Kerley Cailey I, Cai Leon Y, Tang Yucheng, Beason-Held Lori L, Resnick Susan M, Cutting Laurie E, Landman Bennett A
Department of Electrical and Computer Engineering, Vanderbilt University, Nashville, TN, USA.
Department of Biomedical Engineering, Vanderbilt University, Nashville, TN, USA.
Proc SPIE Int Soc Opt Eng. 2023 Feb;12464. doi: 10.1117/12.2653643. Epub 2023 Apr 3.
Batch size is a key hyperparameter in training deep learning models. Conventional wisdom suggests larger batches produce improved model performance. Here we present evidence to the contrary, particularly when using autoencoders to derive meaningful latent spaces from data with spatially global similarities and local differences, such as electronic health records (EHR) and medical imaging. We investigate batch size effects in both EHR data from the Baltimore Longitudinal Study of Aging and medical imaging data from the multimodal brain tumor segmentation (BraTS) challenge.
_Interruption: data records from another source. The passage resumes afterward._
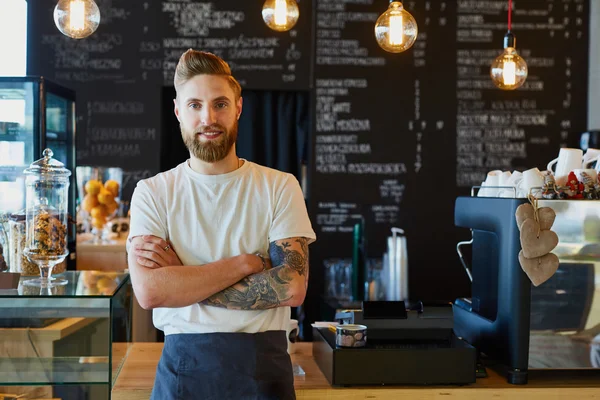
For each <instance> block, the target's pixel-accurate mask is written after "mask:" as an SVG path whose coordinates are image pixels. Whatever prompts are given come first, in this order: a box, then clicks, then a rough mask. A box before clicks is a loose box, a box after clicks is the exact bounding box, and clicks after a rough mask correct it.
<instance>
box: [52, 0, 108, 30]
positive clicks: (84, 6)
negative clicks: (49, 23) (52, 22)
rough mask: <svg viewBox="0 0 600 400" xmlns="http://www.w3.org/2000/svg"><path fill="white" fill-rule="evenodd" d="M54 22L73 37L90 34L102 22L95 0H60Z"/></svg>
mask: <svg viewBox="0 0 600 400" xmlns="http://www.w3.org/2000/svg"><path fill="white" fill-rule="evenodd" d="M54 23H55V24H56V27H57V28H58V30H59V31H61V32H62V33H63V34H64V35H66V36H69V37H72V38H73V39H83V38H85V37H88V36H90V35H91V34H92V33H94V32H95V31H96V29H97V28H98V24H100V9H99V8H98V5H96V3H95V2H94V0H60V1H59V2H58V4H57V5H56V7H54Z"/></svg>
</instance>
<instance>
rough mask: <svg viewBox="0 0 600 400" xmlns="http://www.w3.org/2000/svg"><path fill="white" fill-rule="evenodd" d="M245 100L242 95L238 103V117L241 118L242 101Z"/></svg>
mask: <svg viewBox="0 0 600 400" xmlns="http://www.w3.org/2000/svg"><path fill="white" fill-rule="evenodd" d="M243 102H244V100H243V99H242V98H241V97H240V98H239V99H238V104H237V109H238V115H237V119H240V115H242V103H243Z"/></svg>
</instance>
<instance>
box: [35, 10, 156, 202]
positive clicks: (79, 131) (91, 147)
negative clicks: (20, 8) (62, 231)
mask: <svg viewBox="0 0 600 400" xmlns="http://www.w3.org/2000/svg"><path fill="white" fill-rule="evenodd" d="M97 4H98V6H99V7H100V10H101V15H102V23H101V24H100V26H99V27H98V30H97V31H96V32H95V33H94V34H93V35H92V36H90V37H88V38H86V39H82V40H75V39H71V38H69V37H66V36H64V35H62V34H61V33H60V32H59V31H58V29H57V28H56V27H55V25H54V20H53V17H52V13H53V10H54V6H55V5H56V4H55V2H46V1H33V2H31V1H30V2H28V43H29V45H28V51H27V55H28V57H27V73H28V74H29V75H42V76H44V77H46V78H47V79H50V80H53V81H55V82H57V83H60V84H62V85H64V86H67V87H70V88H72V89H74V90H75V92H76V95H77V104H76V112H77V134H76V139H77V165H93V166H110V167H121V168H123V172H124V177H123V193H122V197H123V198H125V199H128V198H129V197H130V196H131V193H132V192H133V189H134V188H135V185H136V183H137V181H138V180H139V179H142V178H146V177H148V176H151V175H154V174H156V173H157V172H158V171H159V167H160V166H159V164H158V159H159V157H158V154H159V152H160V132H159V127H160V121H161V110H160V106H161V102H160V93H161V91H160V89H161V84H160V80H159V79H160V77H161V74H157V76H158V79H156V78H155V79H154V80H153V79H152V75H149V73H152V72H153V70H152V69H149V67H148V61H147V58H146V52H145V51H144V49H145V43H147V42H153V41H155V40H159V39H160V34H159V32H154V31H153V30H152V29H149V28H148V27H152V26H156V25H157V24H156V18H155V15H156V13H153V12H152V9H151V8H150V6H149V2H146V3H143V2H137V1H136V2H131V1H98V2H97ZM154 7H156V6H154Z"/></svg>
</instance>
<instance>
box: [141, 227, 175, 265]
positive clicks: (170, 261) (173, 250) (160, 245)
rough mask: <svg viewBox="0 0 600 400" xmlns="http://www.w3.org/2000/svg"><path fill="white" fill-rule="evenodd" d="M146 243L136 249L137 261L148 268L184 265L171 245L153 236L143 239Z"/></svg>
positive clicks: (163, 240)
mask: <svg viewBox="0 0 600 400" xmlns="http://www.w3.org/2000/svg"><path fill="white" fill-rule="evenodd" d="M142 239H143V240H144V242H143V243H142V244H138V245H136V246H135V247H134V254H135V256H136V261H137V262H138V264H140V265H141V266H143V267H146V268H160V267H166V266H173V265H183V264H182V263H181V260H180V259H179V257H178V256H177V253H176V252H175V249H173V246H172V245H171V243H167V242H166V241H165V240H163V239H161V238H159V237H157V236H152V235H145V236H143V237H142Z"/></svg>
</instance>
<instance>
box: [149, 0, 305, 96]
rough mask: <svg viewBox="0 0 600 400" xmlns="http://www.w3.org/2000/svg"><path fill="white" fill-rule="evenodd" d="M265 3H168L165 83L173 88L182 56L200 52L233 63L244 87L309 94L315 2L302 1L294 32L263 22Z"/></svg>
mask: <svg viewBox="0 0 600 400" xmlns="http://www.w3.org/2000/svg"><path fill="white" fill-rule="evenodd" d="M263 3H264V1H234V0H228V1H223V0H221V1H210V2H209V1H189V0H163V1H162V8H161V15H160V20H161V27H162V29H163V36H162V47H163V59H162V63H163V73H164V83H165V85H167V86H169V85H171V86H172V85H173V73H174V71H175V66H176V65H177V61H178V60H179V56H180V55H181V53H183V52H184V51H186V50H187V49H189V48H194V49H202V50H205V51H210V52H211V53H214V54H216V55H218V56H220V57H221V58H223V59H224V60H225V61H227V62H228V63H229V65H230V67H231V69H232V72H233V74H234V76H235V77H236V78H237V79H238V81H239V82H240V84H241V85H242V87H243V88H244V89H259V90H308V88H309V84H310V65H311V64H310V61H311V54H310V52H311V47H310V43H311V41H310V37H311V23H310V21H311V16H312V15H311V1H310V0H300V1H298V8H299V11H300V18H299V19H298V22H297V23H296V25H295V26H294V28H292V29H291V30H290V31H288V32H275V31H273V30H271V29H270V28H269V27H268V26H267V25H266V24H265V23H264V22H263V20H262V13H261V11H262V6H263Z"/></svg>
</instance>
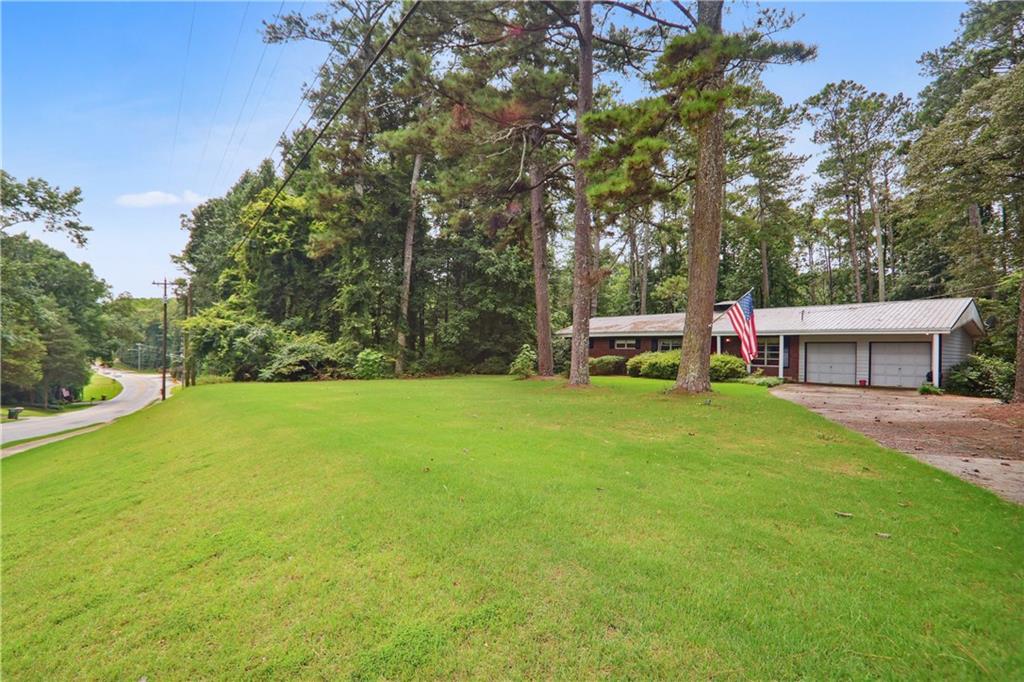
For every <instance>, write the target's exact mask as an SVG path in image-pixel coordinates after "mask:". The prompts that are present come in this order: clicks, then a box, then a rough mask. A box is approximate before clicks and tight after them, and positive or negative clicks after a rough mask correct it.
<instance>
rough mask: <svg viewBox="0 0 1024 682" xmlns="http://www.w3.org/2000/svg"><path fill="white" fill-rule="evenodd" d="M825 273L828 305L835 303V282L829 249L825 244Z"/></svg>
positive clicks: (835, 298) (835, 300)
mask: <svg viewBox="0 0 1024 682" xmlns="http://www.w3.org/2000/svg"><path fill="white" fill-rule="evenodd" d="M825 273H826V274H827V275H828V304H829V305H831V304H833V303H835V302H836V282H835V280H834V279H833V271H831V249H829V248H828V245H827V244H825Z"/></svg>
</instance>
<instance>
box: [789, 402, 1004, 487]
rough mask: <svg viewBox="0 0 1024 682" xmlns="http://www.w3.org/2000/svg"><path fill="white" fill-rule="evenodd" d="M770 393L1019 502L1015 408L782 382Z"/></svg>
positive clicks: (1002, 406) (908, 454)
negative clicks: (801, 405) (794, 403)
mask: <svg viewBox="0 0 1024 682" xmlns="http://www.w3.org/2000/svg"><path fill="white" fill-rule="evenodd" d="M773 393H774V394H775V395H777V396H779V397H781V398H785V399H786V400H792V401H793V402H797V403H799V404H802V406H804V407H806V408H808V409H810V410H813V411H814V412H816V413H818V414H819V415H821V416H823V417H826V418H827V419H830V420H833V421H834V422H838V423H840V424H843V425H844V426H847V427H849V428H852V429H854V430H855V431H859V432H860V433H863V434H864V435H866V436H868V437H870V438H873V439H874V440H877V441H879V442H880V443H882V444H883V445H885V446H887V447H892V449H893V450H898V451H900V452H902V453H906V454H907V455H911V456H912V457H915V458H916V459H919V460H921V461H922V462H927V463H928V464H931V465H932V466H935V467H938V468H939V469H943V470H944V471H948V472H950V473H952V474H954V475H956V476H959V477H961V478H963V479H965V480H969V481H971V482H972V483H975V484H977V485H981V486H983V487H987V488H988V489H990V491H992V492H994V493H995V494H997V495H999V496H1001V497H1002V498H1006V499H1007V500H1012V501H1014V502H1016V503H1018V504H1024V425H1022V423H1021V422H1020V420H1019V416H1018V410H1017V408H1016V406H1014V407H1010V406H1000V404H999V403H998V402H997V401H995V400H990V399H986V398H972V397H964V396H959V395H919V394H918V392H916V391H913V390H893V389H879V388H849V387H845V386H819V385H811V384H784V385H782V386H779V387H777V388H775V389H773Z"/></svg>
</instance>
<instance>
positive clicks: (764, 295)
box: [761, 240, 771, 308]
mask: <svg viewBox="0 0 1024 682" xmlns="http://www.w3.org/2000/svg"><path fill="white" fill-rule="evenodd" d="M770 288H771V281H770V280H769V278H768V242H766V241H765V240H761V304H762V305H763V306H765V307H766V308H767V307H768V306H769V301H770V300H771V289H770Z"/></svg>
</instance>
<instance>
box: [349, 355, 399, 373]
mask: <svg viewBox="0 0 1024 682" xmlns="http://www.w3.org/2000/svg"><path fill="white" fill-rule="evenodd" d="M393 369H394V368H393V367H392V365H391V360H390V359H389V358H388V356H387V355H385V354H384V353H382V352H381V351H379V350H374V349H373V348H364V349H362V350H361V351H359V354H358V355H356V357H355V367H354V368H353V370H352V374H353V376H354V377H355V378H356V379H385V378H387V377H390V376H391V374H392V371H393Z"/></svg>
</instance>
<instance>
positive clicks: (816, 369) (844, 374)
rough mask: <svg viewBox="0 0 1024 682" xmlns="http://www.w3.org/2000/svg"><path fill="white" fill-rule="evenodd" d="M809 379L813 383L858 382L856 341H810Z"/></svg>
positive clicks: (853, 382) (840, 382)
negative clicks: (815, 342) (836, 341)
mask: <svg viewBox="0 0 1024 682" xmlns="http://www.w3.org/2000/svg"><path fill="white" fill-rule="evenodd" d="M805 350H806V351H807V372H806V374H807V381H809V382H811V383H812V384H846V385H850V384H855V383H857V344H856V343H808V344H807V345H806V346H805Z"/></svg>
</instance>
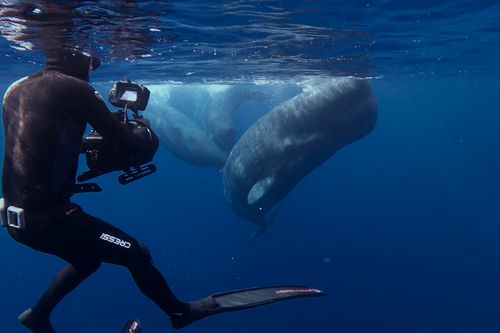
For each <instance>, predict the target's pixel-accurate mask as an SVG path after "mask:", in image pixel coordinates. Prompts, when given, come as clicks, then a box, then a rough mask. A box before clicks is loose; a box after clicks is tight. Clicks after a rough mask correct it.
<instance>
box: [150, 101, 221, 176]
mask: <svg viewBox="0 0 500 333" xmlns="http://www.w3.org/2000/svg"><path fill="white" fill-rule="evenodd" d="M151 128H152V129H153V130H154V131H155V133H156V134H157V135H158V138H159V140H160V143H161V144H162V145H164V146H165V147H166V148H167V149H168V150H169V151H170V152H171V153H172V154H173V155H175V156H177V157H178V158H180V159H182V160H184V161H186V162H188V163H191V164H193V165H197V166H211V167H216V168H218V169H221V168H222V167H223V165H224V163H225V161H226V159H227V156H228V154H227V153H226V152H224V151H223V150H222V149H221V148H220V147H219V146H218V145H216V144H215V143H214V142H213V141H212V139H211V138H210V137H209V136H208V134H207V133H206V132H205V131H204V130H203V129H202V128H201V127H200V126H198V125H197V124H196V123H195V122H194V121H192V120H191V119H190V118H189V117H188V116H186V115H185V114H184V113H182V112H180V111H179V110H177V109H176V108H174V107H172V106H170V105H167V104H165V105H164V106H163V107H162V109H161V116H160V117H153V118H151Z"/></svg>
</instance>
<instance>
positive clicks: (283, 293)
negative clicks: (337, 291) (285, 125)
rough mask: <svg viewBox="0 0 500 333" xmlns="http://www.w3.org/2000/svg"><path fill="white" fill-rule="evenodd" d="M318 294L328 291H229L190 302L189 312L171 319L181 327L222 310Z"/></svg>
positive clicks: (324, 292) (282, 290) (309, 287)
mask: <svg viewBox="0 0 500 333" xmlns="http://www.w3.org/2000/svg"><path fill="white" fill-rule="evenodd" d="M317 296H326V293H325V292H324V291H322V290H319V289H315V288H311V287H307V286H275V287H263V288H251V289H243V290H234V291H227V292H223V293H218V294H213V295H210V296H208V297H206V298H204V299H201V300H198V301H194V302H189V306H190V310H189V312H187V313H185V314H180V315H173V316H171V317H170V319H171V320H172V326H173V327H174V328H176V329H179V328H182V327H184V326H187V325H189V324H191V323H193V322H195V321H197V320H200V319H203V318H205V317H208V316H211V315H214V314H218V313H222V312H231V311H239V310H244V309H249V308H253V307H256V306H260V305H265V304H270V303H274V302H278V301H286V300H289V299H293V298H302V297H317Z"/></svg>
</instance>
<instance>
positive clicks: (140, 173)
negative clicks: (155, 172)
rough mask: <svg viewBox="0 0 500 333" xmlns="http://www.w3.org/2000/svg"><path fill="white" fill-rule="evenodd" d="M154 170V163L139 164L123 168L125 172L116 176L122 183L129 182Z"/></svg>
mask: <svg viewBox="0 0 500 333" xmlns="http://www.w3.org/2000/svg"><path fill="white" fill-rule="evenodd" d="M155 172H156V166H155V165H154V164H146V165H140V166H136V167H130V168H128V169H127V170H125V173H124V174H122V175H120V176H118V182H119V183H120V184H122V185H125V184H128V183H131V182H133V181H136V180H138V179H141V178H143V177H146V176H149V175H150V174H152V173H155Z"/></svg>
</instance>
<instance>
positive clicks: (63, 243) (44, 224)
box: [9, 207, 100, 333]
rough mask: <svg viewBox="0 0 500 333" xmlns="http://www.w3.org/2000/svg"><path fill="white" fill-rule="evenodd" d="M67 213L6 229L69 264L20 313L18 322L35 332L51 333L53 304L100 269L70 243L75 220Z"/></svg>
mask: <svg viewBox="0 0 500 333" xmlns="http://www.w3.org/2000/svg"><path fill="white" fill-rule="evenodd" d="M74 211H75V209H74V208H72V207H69V210H68V211H67V212H65V213H63V214H60V215H58V216H54V217H53V218H48V217H47V218H42V219H39V220H31V221H28V224H27V225H28V227H27V228H26V229H23V230H17V229H13V228H9V233H10V235H11V236H12V237H13V238H14V239H15V240H17V241H18V242H21V243H23V244H25V245H27V246H29V247H31V248H33V249H35V250H39V251H42V252H45V253H48V254H53V255H56V256H58V257H60V258H62V259H64V260H65V261H67V262H69V263H70V264H69V265H68V266H66V267H65V268H63V269H62V270H61V271H59V272H58V273H57V274H56V276H55V277H54V279H53V280H52V283H51V284H50V286H49V287H48V288H47V290H46V291H45V292H44V294H43V295H42V297H41V298H40V299H39V300H38V302H37V303H36V304H35V305H34V306H33V307H31V308H29V309H27V310H26V311H24V312H23V313H22V314H21V315H20V316H19V317H18V319H19V321H20V322H21V323H22V324H23V325H24V326H26V327H27V328H29V329H30V330H31V331H32V332H35V333H52V332H55V331H54V329H53V328H52V325H51V324H50V320H49V317H50V314H51V312H52V310H53V309H54V308H55V307H56V305H57V304H58V303H59V302H60V301H61V300H62V299H63V298H64V297H65V296H66V295H67V294H68V293H70V292H71V291H72V290H73V289H75V288H76V287H77V286H78V285H79V284H80V283H81V282H82V281H83V280H84V279H86V278H87V277H88V276H90V275H91V274H92V273H94V272H95V271H96V270H97V269H98V268H99V266H100V262H99V261H98V260H97V259H94V258H92V256H91V255H89V254H88V253H86V252H85V251H82V250H81V249H80V248H79V247H78V246H76V244H75V242H74V241H73V239H74V237H75V235H76V234H77V232H78V230H77V228H75V227H74V226H73V225H75V226H76V227H77V226H78V223H75V219H74V218H73V217H75V218H78V216H74V215H73V214H72V212H74Z"/></svg>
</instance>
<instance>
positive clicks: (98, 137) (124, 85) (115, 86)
mask: <svg viewBox="0 0 500 333" xmlns="http://www.w3.org/2000/svg"><path fill="white" fill-rule="evenodd" d="M148 100H149V90H148V88H146V87H144V86H143V85H138V84H134V83H132V82H131V81H130V80H128V79H125V80H124V81H119V82H116V83H115V84H114V85H113V87H112V88H111V90H110V91H109V96H108V101H109V102H110V103H111V104H112V105H113V106H116V107H119V108H121V109H119V110H116V111H113V112H112V115H113V116H114V117H116V118H117V119H118V120H119V121H121V122H122V123H123V125H124V126H125V127H127V128H129V129H131V130H133V129H135V128H139V127H144V126H147V120H146V119H144V118H143V117H142V116H141V115H140V114H139V111H144V110H145V109H146V106H147V104H148ZM129 110H130V111H131V112H132V119H130V118H129V115H128V113H129ZM80 153H82V154H85V159H86V162H87V166H88V168H89V170H87V171H85V172H83V173H82V174H80V175H79V176H78V177H77V180H78V181H79V182H84V181H87V180H89V179H92V178H95V177H97V176H100V175H103V174H106V173H109V172H112V171H123V174H121V175H120V176H119V177H118V182H119V183H120V184H122V185H125V184H128V183H130V182H133V181H135V180H138V179H140V178H143V177H145V176H148V175H150V174H152V173H154V172H156V166H155V165H153V164H151V163H149V164H143V165H140V164H134V163H132V162H130V161H124V160H123V158H122V157H121V156H120V155H119V154H118V152H117V150H116V149H115V148H114V147H113V145H112V144H111V143H109V142H108V141H106V140H105V139H104V138H103V137H102V136H101V135H100V134H99V133H98V132H97V131H96V130H95V129H92V130H91V131H90V133H89V134H87V135H86V136H84V137H83V139H82V145H81V149H80ZM100 190H101V189H100V187H99V185H97V184H95V183H88V184H77V188H76V189H75V192H99V191H100Z"/></svg>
We train fully connected and convolutional autoencoders to compress the EHR and imaging input spaces, respectively, into 32-dimensional latent spaces via reconstruction losses for various batch sizes between 1 and 100. Under the same hyperparameter configurations, smaller batches improve loss performance for both datasets. Additionally, latent spaces derived by autoencoders with smaller batches capture more biologically meaningful information. Qualitatively, we visualize 2-dimensional projections of the latent spaces and find that with smaller batches the EHR network better separates the sex of the individuals, and the imaging network better captures the right-left laterality of tumors. Quantitatively, the analogous sex classification and laterality regressions using the latent spaces demonstrate statistically significant improvements in performance at smaller batch sizes. Finally, we find improved individual variation locally in visualizations of representative data reconstructions at lower batch sizes. Taken together, these results suggest that smaller batch sizes should be considered when designing autoencoders to extract meaningful latent spaces among EHR and medical imaging data driven by global similarities and local variation.
批量大小是深度学习模型训练中的一个关键超参数。传统观点认为,更大的批量会提升模型性能。然而,我们在此展示了相反的证据,特别是在使用自动编码器从具有空间全局相似性和局部差异的数据(如电子健康记录(EHR)和医学影像)中提取有意义的潜在空间时。我们研究了来自巴尔的摩纵向衰老研究的EHR数据和多模态脑肿瘤分割(BraTS)挑战中的医学影像数据的批量大小效应。我们训练全连接和卷积自动编码器,通过针对1到100之间的各种批量大小的重建损失,分别将EHR和影像输入空间压缩到32维潜在空间。在相同的超参数配置下,较小的批量能提高两个数据集的损失性能。此外,由较小批量的自动编码器导出的潜在空间捕获了更多具有生物学意义的信息。定性地,我们可视化了潜在空间的二维投影,发现使用较小批量时,EHR网络能更好地分离个体的性别,而影像网络能更好地捕获肿瘤的左右侧性。定量地,使用潜在空间进行的类似性别分类和侧性回归表明,在较小批量大小时性能有统计学上的显著提升。最后,我们发现在较低批量大小下,代表性数据重建的可视化中局部个体差异得到了改善。综上所述,这些结果表明,在设计自动编码器以在由全局相似性和局部变化驱动的EHR和医学影像数据中提取有意义的潜在空间时,应考虑较小的批量大小。